Даже Атраваны были мрачны. У некоторых из них погас вечный огонь на атешгахе.
Царь приказал гнать прорицателей, но сатрапы, напуганные знамениями, неохотно выполняли повеление. Они высылали пророков из одной области в другую, способствуя распространению их страшных предсказаний. Народ роптал. В Сузах на улицах с плачем простирали руки к царю с просьбой не трогать сыновей, мужей, отцов. Недовольство проникло во дворец, им оказались захвачены высшие сановники. Сам брат царя Артабан был против похода и отговаривал Дария.
Царь остался непреклонным. Пророков он велел схватить и распять на щитах, расставив их по дорогам и на улицах. Трех сатрапов, покровительствовавших пророкам и сеявших смуту, привезли в Сузы, прикованными к колесницам. Их, вместе с семью другими царедворцами, бросили в львиный ров. Царь заставил весь двор и брата своего Артабана смотреть, как звери терзали противников его воли. В народе тоже произведены были избиения.

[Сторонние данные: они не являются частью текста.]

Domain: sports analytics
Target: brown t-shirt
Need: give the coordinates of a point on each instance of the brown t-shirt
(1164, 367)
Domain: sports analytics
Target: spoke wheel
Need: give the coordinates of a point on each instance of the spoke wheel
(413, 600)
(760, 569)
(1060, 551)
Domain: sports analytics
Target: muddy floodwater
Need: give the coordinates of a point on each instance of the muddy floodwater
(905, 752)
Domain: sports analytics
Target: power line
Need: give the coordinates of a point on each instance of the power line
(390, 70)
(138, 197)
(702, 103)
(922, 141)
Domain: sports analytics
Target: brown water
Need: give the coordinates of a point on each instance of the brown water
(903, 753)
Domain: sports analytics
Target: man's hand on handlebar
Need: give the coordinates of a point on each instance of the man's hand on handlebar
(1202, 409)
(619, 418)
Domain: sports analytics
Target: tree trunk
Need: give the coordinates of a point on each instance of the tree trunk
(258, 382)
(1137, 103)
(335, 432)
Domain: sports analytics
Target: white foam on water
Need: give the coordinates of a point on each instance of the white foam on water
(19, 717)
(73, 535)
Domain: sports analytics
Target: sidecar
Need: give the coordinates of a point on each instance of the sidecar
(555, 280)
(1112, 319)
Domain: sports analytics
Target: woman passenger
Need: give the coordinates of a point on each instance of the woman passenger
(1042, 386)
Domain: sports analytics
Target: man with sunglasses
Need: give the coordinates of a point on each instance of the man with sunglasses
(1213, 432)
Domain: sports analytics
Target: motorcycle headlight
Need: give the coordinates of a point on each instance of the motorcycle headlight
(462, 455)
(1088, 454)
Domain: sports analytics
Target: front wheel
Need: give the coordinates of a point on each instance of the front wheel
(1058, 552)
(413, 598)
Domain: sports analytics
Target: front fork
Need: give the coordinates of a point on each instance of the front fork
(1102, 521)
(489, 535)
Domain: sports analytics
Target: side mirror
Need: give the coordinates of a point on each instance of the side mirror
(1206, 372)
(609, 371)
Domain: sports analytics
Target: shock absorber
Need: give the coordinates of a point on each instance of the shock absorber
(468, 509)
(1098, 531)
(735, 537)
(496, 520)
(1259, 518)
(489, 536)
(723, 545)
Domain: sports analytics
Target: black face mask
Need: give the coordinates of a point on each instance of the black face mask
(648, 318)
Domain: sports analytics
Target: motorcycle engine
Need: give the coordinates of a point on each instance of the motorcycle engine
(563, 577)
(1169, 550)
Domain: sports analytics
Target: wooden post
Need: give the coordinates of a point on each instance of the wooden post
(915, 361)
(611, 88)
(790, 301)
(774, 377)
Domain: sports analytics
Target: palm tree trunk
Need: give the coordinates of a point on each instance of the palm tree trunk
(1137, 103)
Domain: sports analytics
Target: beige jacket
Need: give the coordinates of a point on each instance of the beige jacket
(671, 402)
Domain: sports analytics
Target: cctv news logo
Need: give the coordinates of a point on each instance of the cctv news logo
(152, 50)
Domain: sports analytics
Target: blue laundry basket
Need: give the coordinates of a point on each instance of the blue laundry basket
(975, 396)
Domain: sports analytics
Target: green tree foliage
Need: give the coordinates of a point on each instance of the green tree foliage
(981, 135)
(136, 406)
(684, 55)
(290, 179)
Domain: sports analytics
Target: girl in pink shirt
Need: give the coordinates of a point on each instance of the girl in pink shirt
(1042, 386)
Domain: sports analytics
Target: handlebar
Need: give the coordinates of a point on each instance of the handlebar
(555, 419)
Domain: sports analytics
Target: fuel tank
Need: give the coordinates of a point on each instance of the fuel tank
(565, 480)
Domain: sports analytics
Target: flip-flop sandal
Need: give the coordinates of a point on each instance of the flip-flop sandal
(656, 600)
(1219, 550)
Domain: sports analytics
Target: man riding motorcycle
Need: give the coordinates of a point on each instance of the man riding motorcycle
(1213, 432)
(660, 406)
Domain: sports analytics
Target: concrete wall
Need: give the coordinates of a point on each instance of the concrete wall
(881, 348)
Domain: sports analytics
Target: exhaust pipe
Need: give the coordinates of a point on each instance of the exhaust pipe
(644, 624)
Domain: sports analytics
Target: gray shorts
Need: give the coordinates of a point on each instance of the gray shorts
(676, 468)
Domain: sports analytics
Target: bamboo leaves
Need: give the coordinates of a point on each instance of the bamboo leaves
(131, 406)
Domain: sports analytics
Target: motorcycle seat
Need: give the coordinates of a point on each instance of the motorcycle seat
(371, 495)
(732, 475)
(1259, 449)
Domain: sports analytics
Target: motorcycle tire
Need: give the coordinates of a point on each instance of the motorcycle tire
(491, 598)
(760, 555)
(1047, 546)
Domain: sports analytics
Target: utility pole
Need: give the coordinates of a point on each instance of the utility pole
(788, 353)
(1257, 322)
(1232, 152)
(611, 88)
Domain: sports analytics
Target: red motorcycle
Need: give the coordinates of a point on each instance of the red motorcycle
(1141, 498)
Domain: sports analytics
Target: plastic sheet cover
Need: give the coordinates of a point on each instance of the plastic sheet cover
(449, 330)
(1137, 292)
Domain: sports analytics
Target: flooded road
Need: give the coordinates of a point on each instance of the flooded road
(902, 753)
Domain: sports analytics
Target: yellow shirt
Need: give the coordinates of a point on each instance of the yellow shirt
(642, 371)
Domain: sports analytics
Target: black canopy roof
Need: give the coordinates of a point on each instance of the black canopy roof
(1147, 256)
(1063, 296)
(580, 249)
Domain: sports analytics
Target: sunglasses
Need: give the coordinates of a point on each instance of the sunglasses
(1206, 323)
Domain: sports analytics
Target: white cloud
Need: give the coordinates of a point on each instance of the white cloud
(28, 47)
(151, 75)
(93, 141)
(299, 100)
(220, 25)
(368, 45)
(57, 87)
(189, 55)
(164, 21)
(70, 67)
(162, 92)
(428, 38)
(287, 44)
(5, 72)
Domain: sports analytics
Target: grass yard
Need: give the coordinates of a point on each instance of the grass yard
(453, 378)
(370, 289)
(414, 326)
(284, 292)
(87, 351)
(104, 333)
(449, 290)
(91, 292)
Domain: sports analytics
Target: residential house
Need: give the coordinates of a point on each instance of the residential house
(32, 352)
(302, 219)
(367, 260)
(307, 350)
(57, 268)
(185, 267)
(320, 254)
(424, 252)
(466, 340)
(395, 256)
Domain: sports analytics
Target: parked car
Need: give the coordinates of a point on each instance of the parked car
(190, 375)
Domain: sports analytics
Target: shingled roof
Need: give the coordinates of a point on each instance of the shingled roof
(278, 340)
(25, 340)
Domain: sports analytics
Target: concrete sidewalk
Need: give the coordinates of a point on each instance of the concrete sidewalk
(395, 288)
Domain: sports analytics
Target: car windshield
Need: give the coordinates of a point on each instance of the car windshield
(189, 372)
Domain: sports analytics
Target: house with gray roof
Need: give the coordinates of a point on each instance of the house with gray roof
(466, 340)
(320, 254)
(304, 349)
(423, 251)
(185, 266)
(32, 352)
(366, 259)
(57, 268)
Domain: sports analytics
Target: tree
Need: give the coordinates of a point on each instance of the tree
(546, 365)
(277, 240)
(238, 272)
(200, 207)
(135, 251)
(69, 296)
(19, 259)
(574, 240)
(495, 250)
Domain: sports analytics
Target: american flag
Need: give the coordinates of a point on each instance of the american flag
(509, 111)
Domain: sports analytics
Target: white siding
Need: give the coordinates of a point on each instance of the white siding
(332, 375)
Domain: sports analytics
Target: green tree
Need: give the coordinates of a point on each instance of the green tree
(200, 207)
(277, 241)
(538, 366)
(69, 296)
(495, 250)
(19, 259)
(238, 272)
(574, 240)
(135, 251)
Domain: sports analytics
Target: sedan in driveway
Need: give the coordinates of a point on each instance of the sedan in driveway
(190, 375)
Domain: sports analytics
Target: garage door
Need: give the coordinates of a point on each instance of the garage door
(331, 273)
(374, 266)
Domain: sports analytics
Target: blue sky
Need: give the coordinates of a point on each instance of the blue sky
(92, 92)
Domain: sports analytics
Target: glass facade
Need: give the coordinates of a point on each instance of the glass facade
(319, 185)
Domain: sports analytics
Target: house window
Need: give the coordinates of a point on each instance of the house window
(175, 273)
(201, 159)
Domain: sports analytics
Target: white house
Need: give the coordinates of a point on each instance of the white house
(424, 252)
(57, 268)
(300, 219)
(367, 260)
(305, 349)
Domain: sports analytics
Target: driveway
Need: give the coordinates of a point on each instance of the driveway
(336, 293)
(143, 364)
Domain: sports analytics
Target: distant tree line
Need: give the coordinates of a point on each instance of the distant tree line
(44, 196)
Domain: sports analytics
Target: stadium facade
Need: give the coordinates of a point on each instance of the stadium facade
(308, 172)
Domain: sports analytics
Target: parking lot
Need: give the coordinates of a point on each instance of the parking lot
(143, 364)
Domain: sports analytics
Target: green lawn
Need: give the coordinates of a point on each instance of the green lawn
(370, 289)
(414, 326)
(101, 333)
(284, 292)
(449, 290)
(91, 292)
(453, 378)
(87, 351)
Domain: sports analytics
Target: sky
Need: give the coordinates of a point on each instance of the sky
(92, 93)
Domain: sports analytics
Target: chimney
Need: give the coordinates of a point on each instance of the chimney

Каждый день проносили по улицам воткнутые на копья руки, ноги, головы тех, кто осмеливался плакать и просить царя избавить от похода своих близких.
Между тем, шли войска от Египта, Ливии и Сирии, тянулись отряды от хорезмийцев и согдийцев, от арменийцев и каспиев. Медленными потоками вливались они, как в широкую реку, в царскую дорогу, тянувшуюся от Суз на Сарды. В Сузы каждый день вступали войска и с шумом проходили через город. По мере их прибытия ропот стихал, головы поникали и вскоре над столицей веяла, подобно горячему ветру пустыни, одна сила, одна воля — железная воля царя.
Но Дарий хотел слышать суждение умнейших, хотя и коварнейших из своих слуг — тиранов эллинских городов, расположенных по азиатскому побережью. Они были вызваны в Сузы.
Советы их были различны. Одни, тяготившиеся властью царя, втайне радовались его безумному предприятию и горячо советовали продолжать задуманное. Они надеялись на гибель его в походе. Но милетский тиран Гистиэй задал вопрос: известно ли царю, чтобы он, Гистиэй, подавал когда-нибудь совет, клонившийся не ко благу царя? Дарий признал, что этого еще не было. Тогда Гистиэй предложил немедленно отказаться от похода.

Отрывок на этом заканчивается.